Gustav Oppermann fait partie d’une fratrie juive propriétaire de magasins de meubles à Berlin en ce début des années 30. Si son frère est très impliqué dans la bonne marche de l’entreprise, lui est plutôt attiré par le monde culturel. Il ne suit les affaires qu’en cas de nécessité, ce qui se présente, et le contexte de l’époque le conduit à prendre position sur une question importante qui se pose en raison de la montée et des succès du nazisme. Les Juifs sont la cible privilégiée des völkisch, qui sont de plus en plus agressifs et qui n’hésitent pas à arrêter opposants et juifs pour les humilier, les torturer et souvent les assassiner. L’auteur décrit ces tortionnaires comme des êtres primaires, dépourvus de toute culture (les autodafés sont une fête pour eux), haineux, obnubilés par la parole de Hitler.
L’incipit en tête du livre premier est tiré de l’ouvrage de Goethe, Les Années d’apprentissage de Wilhelm Meister, et résume bien ces comportements : « La populace ne redoute rien tant que la raison. C’est la bêtise qu’elle devrait redouter si elle comprenait ce qui est redoutable ».
Dans ces conditions, le nom Oppermann est évidemment une cible pour les völkisch, et la question se pose de savoir s’il faut faire disparaître ce nom de l’enseigne de l’entreprise en fusionnant avec un concurrent pour éviter le pire, sachant que les destructions de vitrines d’enseignes juives sont courantes, les arrestations qui suivent le sont tout autant. Cette famille juive, bourgeoise, aisée, cultivée, réunit tout ce que les milices hitlériennes, les völkisch, exècrent.
De cette famille, l’auteur va montrer les ravages de l’idéologie nazie des membres jusqu’au plus jeune, lycéen en butte à un professeur principal qui va progressivement infester les mentalités des élèves des monstruosités nazies. C’est insidieusement que ce professeur principal va œuvrer, jusqu’à déformer les faits historiques pour les faire entrer dans les cases du nationalisme exacerbé. Notre lycéen juif va donc se heurter à ce diktat nationaliste lors d’un exposé et les conséquences vont être terribles.
Il en va ainsi des membres de la famille et des employés de l’entreprise. Sur chacun d’eux le sort va peser, parfois très durement, quand certains perdront la vie, quand d’autres devront s’exiler, ce qui est aussi d’une certaine façon une mort.
L’ouvrage, une fois de plus, a été publié en 1933, cette date est importante quand elle nous montre que certains ont été capables de prendre conscience des dangers réels que représentaient les nazis.
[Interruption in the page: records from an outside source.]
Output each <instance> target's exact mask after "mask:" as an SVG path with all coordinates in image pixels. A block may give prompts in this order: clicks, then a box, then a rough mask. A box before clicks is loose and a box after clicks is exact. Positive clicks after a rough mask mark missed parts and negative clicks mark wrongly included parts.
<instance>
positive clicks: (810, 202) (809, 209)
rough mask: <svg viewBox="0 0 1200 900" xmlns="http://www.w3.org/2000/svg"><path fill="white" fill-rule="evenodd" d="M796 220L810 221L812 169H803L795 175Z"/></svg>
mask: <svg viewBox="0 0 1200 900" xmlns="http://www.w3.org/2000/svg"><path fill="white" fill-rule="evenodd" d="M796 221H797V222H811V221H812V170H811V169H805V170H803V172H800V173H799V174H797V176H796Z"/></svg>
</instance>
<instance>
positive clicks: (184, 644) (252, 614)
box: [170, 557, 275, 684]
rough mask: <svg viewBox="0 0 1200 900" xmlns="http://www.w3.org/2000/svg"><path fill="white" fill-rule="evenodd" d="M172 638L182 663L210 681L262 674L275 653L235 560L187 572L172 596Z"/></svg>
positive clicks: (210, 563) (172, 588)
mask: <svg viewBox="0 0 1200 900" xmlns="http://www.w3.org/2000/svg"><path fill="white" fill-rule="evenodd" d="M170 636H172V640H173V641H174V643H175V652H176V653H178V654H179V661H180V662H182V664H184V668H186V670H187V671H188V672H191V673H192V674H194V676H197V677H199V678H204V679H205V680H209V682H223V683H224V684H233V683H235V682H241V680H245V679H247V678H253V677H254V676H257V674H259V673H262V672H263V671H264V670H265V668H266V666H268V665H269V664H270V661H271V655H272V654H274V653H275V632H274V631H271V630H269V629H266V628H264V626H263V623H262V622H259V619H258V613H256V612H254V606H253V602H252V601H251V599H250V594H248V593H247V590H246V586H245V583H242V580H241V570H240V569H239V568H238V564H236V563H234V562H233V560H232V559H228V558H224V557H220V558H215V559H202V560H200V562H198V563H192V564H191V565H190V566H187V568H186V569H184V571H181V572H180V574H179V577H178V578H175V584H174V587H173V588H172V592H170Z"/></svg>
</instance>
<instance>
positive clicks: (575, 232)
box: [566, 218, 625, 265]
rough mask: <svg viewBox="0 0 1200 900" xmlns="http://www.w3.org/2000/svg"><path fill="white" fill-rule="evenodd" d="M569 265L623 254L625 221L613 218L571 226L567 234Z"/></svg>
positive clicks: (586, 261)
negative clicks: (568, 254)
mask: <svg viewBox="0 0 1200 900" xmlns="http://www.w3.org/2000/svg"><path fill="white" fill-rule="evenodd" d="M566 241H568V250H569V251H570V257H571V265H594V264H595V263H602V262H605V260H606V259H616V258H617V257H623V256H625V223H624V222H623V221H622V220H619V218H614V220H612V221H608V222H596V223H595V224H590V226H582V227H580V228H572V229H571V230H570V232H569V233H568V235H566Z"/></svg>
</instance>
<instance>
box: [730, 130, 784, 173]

Cette « idéologie » (les guillemets s’imposent en raison de l’étymologie du terme) a bien sûr des résonances actuelles. Le mensonge est roi aujourd’hui, et plus il est gros, moins il suscite de réactions, et en son nom, des guerres sont déclenchées. Par ailleurs, l’inconscience politique règne également, la preuve dans l’expression « tous des pourris », qui ne renvoie pas à la raison mais à une absence de conscience politique, et devoir être antisystème est la règle. N’était-ce pas le cas il y a 90 ans ? Enfin, l’éducation scolaire pâtit de nombreuses carences, l’absence ou presque de rigueur intellectuelle n’étant pas la moindre, ce que décrit parfaitement l’auteur.
Guy Donikian
Lion Feuchtwanger, né en 1884, s’installe en France en 1933 après que Hitler l’a privé de sa nationalité. Il publie avec Bertolt Brecht le Journal Das Wort, importante publication antifasciste. Il est également l’auteur de romans historiques.